Types of Kidney Donation

Living donor transplants: a growing trend

Approximately 40 percent of the kidney transplants performed by Washington University transplant surgeons at Barnes-Jewish Hospital are transplanted from living donors. In fact, nearly 1,000 people have received the gift of life from a living donor at Barnes-Jewish. 

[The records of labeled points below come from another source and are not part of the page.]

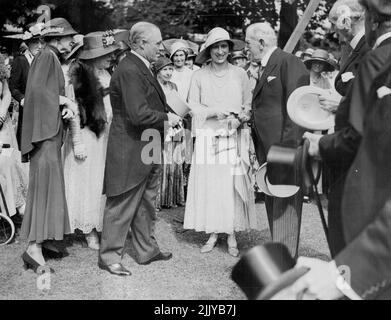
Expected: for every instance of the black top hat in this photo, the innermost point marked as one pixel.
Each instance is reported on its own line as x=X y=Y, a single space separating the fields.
x=265 y=270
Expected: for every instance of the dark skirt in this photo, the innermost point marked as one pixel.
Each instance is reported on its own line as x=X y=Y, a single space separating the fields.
x=46 y=215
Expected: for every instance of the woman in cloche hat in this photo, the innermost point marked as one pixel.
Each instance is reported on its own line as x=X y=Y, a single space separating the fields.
x=220 y=197
x=319 y=65
x=171 y=189
x=85 y=149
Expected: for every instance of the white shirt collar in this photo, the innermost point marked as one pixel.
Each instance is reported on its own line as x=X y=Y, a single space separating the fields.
x=29 y=56
x=267 y=56
x=356 y=39
x=146 y=62
x=381 y=39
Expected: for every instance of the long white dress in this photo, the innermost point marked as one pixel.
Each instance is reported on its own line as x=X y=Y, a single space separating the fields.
x=220 y=195
x=84 y=179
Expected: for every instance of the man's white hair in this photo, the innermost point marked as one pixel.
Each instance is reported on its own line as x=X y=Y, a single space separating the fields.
x=264 y=31
x=346 y=9
x=140 y=31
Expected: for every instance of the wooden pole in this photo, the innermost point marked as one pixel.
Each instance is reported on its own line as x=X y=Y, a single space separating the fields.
x=300 y=28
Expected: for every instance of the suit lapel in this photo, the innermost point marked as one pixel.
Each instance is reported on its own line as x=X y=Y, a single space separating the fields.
x=143 y=68
x=268 y=70
x=353 y=56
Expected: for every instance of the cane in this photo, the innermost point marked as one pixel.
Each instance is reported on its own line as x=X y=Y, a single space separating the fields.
x=314 y=181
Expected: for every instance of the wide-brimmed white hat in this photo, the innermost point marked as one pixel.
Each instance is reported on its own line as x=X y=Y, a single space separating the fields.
x=305 y=110
x=214 y=36
x=179 y=46
x=280 y=191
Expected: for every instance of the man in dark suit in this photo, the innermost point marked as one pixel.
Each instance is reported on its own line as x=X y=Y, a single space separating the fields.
x=19 y=72
x=366 y=205
x=131 y=181
x=280 y=74
x=338 y=150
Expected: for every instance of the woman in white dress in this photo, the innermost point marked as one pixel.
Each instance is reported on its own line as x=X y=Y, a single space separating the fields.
x=85 y=148
x=220 y=195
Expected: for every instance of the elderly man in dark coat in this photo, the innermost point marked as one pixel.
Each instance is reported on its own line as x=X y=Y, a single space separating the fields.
x=280 y=74
x=362 y=270
x=131 y=181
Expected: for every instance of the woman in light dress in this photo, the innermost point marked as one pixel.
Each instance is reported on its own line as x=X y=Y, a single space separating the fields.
x=220 y=194
x=172 y=189
x=85 y=148
x=13 y=174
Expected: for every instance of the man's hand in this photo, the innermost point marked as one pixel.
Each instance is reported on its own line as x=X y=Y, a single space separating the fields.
x=330 y=102
x=313 y=150
x=173 y=119
x=67 y=114
x=320 y=282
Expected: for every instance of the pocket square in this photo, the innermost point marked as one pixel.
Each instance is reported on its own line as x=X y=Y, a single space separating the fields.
x=270 y=78
x=383 y=91
x=347 y=76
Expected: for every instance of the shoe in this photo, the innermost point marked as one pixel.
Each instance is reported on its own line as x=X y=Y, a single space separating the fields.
x=208 y=247
x=93 y=241
x=233 y=251
x=160 y=256
x=30 y=263
x=117 y=269
x=52 y=251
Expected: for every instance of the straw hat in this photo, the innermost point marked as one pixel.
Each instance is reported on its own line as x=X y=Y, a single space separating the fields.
x=58 y=27
x=320 y=55
x=77 y=45
x=178 y=46
x=214 y=36
x=306 y=111
x=97 y=44
x=161 y=63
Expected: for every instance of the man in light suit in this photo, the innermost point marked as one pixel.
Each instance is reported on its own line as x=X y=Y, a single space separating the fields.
x=338 y=150
x=364 y=264
x=280 y=74
x=131 y=183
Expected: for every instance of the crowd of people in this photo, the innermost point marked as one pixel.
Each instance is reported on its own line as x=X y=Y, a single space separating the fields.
x=75 y=111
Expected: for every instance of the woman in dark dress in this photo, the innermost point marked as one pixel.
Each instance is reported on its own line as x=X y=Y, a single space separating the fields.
x=46 y=215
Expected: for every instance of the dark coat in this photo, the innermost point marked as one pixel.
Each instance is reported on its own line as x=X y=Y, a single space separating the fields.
x=339 y=149
x=351 y=65
x=18 y=81
x=138 y=104
x=366 y=206
x=270 y=121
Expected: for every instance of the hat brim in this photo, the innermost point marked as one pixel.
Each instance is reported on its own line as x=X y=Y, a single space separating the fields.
x=305 y=110
x=74 y=51
x=97 y=52
x=279 y=191
x=284 y=281
x=328 y=66
x=204 y=55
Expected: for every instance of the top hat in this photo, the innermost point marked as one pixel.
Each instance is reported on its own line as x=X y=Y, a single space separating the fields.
x=279 y=175
x=58 y=27
x=383 y=7
x=265 y=270
x=214 y=36
x=161 y=63
x=320 y=55
x=305 y=110
x=98 y=44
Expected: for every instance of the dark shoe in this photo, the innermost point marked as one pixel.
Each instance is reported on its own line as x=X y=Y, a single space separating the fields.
x=30 y=263
x=160 y=256
x=117 y=268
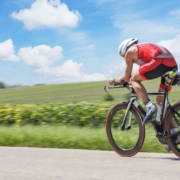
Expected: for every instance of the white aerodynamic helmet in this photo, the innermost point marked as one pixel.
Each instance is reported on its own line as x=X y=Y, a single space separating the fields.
x=126 y=44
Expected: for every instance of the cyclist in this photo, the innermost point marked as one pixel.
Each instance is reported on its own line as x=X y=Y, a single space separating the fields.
x=154 y=61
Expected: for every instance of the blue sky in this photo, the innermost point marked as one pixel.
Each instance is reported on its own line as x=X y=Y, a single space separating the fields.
x=53 y=41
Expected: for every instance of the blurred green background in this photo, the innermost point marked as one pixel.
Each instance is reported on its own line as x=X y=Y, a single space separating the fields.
x=67 y=136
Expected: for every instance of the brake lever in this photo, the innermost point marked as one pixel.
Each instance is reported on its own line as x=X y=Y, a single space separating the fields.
x=105 y=87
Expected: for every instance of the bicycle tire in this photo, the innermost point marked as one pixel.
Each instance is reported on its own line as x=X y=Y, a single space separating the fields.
x=175 y=147
x=116 y=136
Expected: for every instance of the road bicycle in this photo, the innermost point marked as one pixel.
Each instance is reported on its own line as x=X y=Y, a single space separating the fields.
x=124 y=127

Why is living donation becoming so common? 
There are more people waiting for organs than there are deceased donor kidneys available., Living donor surgery has also improved dramatically with quicker recovery times and minimal scarring

Deceased Kidney Donation

The average wait time to get a kidney transplant from the deceased donor kidney list is approximately three to five years.  Transplanted kidneys from a deceased donor generally don’t last as long as those from a living donor (usually 10 years for a deceased donor kidney; 15-20 years for a living donor kidney).

Living Kidney Donation

  • Donor organs are available sooner thus limiting or possibly avoiding the need for dialysis (a treatment that is very hard on your body).
  • Patients can schedule the transplant in advance.
  • The donated kidney spends less time outside of a living body, improving the viability of the organ.
  • There is a greater chance of the donated kidney functioning immediately after transplant, greatly improving kidney transplant and patient survival

Improved surgery for living donors

Kidney transplant surgeons at Barnes-Jewish Hospital are at the forefront of improving the surgical procedure for living kidney donation. Using leading-edge techniques like laparoscopic kidney removal and “mini-nephrectomy”, the recovery time for donors is significantly reduced due to the less invasive nature of these procedures.

For additional information or to begin a kidney transplant evaluation, call .

Ambrose Perkins

Ambrose Perkins was an active father and grandfather. He enjoyed his job as a bus driver, and he especially loved fishing, spending much of his free time with a rod and reel. When hypertension caused his kidneys to fail, Ambrose's doctors told him a transplant was his best bet for a normal life. Because none of his family members were donor candidates, he went on the waiting list for a donor organ. One day, as Ambrose told his boss about his condition, his friend and co-worker, Kim Monroe, overheard and offered to donate her kidney. Ambrose thought she was kidding. But Kim made an appointment to be evaluated as a donor and drove to Barnes-Jewish for an extensive work up. It turned out that Kim's kidney was a close match for Ambrose. On Nov. 15, 2005, Kim underwent a mini-nephrectomy - a minimally invasive donor procedure developed at Barnes-Jewish, and Ambrose received her healthy kidney. Both were out of the hospital within a week. Thanks to the skill of his doctors, the support of the transplant center team, and the generosity of his co-worker, Ambrose is reeling in fish once again.